TranslatorSRI / NameResolution

A service for finding CURIEs from lexical strings.
MIT License
3 stars 2 forks source link

Handle possessives and plurals better #10

Open cbizon opened 4 years ago

cbizon commented 4 years ago

"Parkinson's" returns hits, but "Parkinsons" does not. Other punctuation like commas or hyphens appear to be ignored by solr. Can we also ignore apostrophes?

Also see Alzheimer. Searching for "Alzheimer's" or "Alzheimer" returns over 20 hits, including things from CHEBI as well as MONDO. "Alzheimers" returns 1. Things like this will be handled inconsistently across naming schemes, so we should probably do some work here to make sure it doesn't matter.

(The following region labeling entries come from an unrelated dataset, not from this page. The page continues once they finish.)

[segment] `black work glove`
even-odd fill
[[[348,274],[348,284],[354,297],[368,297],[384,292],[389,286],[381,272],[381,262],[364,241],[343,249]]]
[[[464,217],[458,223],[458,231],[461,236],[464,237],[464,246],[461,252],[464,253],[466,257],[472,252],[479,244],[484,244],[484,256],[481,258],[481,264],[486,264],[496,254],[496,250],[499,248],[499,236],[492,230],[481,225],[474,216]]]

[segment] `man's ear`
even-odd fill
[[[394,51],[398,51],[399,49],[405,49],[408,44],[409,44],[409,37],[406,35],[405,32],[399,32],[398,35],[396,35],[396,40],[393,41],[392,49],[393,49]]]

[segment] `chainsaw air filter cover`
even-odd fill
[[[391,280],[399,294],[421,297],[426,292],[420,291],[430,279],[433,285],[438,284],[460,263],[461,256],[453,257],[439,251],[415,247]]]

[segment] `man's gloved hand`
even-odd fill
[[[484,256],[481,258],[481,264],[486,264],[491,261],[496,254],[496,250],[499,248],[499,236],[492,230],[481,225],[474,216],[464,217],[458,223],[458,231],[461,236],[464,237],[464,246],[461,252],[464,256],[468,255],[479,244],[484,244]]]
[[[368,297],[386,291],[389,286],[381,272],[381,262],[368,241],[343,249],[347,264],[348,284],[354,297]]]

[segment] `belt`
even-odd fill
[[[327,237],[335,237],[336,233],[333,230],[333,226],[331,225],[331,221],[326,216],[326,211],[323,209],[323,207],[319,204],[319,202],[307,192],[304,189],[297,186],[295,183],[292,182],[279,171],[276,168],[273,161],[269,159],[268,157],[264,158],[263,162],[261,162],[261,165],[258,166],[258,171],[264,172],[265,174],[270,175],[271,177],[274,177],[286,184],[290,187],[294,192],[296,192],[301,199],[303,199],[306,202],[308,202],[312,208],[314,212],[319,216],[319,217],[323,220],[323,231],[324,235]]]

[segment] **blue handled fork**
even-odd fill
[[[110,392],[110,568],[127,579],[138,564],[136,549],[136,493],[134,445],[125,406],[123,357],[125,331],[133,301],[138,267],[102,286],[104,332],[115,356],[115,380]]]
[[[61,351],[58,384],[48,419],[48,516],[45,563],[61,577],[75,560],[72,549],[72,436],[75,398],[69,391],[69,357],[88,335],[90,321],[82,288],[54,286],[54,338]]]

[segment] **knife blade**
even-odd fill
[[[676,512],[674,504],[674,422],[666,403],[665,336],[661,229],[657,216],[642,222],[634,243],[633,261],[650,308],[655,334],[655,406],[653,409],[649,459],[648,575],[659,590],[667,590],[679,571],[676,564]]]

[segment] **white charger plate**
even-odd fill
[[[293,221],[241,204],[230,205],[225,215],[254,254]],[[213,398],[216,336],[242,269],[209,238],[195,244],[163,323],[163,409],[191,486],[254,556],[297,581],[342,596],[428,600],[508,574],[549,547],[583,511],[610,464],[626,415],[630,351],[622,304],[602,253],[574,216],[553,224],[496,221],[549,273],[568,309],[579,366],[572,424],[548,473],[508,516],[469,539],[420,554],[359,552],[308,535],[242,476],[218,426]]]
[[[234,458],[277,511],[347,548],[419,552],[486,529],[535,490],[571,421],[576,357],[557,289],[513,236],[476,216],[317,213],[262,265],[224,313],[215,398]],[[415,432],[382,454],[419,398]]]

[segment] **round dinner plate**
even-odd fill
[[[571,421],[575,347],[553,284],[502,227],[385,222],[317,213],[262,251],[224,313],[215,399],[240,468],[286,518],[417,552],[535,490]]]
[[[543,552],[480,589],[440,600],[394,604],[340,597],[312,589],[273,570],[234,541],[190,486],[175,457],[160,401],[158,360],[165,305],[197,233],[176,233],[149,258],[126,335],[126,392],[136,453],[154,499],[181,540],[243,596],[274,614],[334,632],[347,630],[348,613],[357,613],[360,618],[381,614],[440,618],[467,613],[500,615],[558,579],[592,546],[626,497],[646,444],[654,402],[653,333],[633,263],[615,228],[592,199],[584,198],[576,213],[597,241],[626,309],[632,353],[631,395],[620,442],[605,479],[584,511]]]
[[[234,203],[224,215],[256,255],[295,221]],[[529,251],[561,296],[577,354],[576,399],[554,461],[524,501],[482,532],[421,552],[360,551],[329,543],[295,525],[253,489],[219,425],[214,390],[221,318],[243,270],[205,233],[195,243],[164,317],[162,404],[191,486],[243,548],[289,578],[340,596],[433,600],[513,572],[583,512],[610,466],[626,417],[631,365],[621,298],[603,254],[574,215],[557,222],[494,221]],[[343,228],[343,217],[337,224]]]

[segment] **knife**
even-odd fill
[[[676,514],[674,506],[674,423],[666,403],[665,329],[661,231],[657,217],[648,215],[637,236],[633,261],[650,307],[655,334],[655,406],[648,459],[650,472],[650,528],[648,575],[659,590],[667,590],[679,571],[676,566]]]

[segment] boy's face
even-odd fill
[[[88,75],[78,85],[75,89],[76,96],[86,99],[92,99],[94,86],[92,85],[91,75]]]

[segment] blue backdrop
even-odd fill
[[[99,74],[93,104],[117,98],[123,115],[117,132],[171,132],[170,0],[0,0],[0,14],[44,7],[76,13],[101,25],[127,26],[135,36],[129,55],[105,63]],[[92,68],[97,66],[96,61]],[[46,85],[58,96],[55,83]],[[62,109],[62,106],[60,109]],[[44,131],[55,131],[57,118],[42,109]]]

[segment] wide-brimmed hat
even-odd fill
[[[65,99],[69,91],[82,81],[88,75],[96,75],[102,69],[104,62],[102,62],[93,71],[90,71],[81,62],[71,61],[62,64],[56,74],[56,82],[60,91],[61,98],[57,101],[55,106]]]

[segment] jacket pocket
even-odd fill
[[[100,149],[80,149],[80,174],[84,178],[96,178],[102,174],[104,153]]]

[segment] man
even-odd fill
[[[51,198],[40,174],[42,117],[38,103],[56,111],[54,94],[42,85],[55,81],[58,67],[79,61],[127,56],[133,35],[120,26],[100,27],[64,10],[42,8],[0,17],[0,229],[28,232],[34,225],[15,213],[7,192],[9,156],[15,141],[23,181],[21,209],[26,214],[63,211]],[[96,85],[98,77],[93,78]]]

gaurav commented 1 month ago

I like our current "solution" to this problem, which is that we now have so many synonyms that we're likely to get both "Parkinson disease" and "Parkinson's disease" as exact synonyms, so we don't need to either (1) remove the quotes during synonym loading and querying, or (2) make the search a little bit fuzzy so that single character insertions are ignored. In theory this would allow us to better support terms where single quotes should not show up, but I don't think there's a lot of those.

On the other hand, reducing the number of synonyms would help make the Solr database smaller, which would be nice.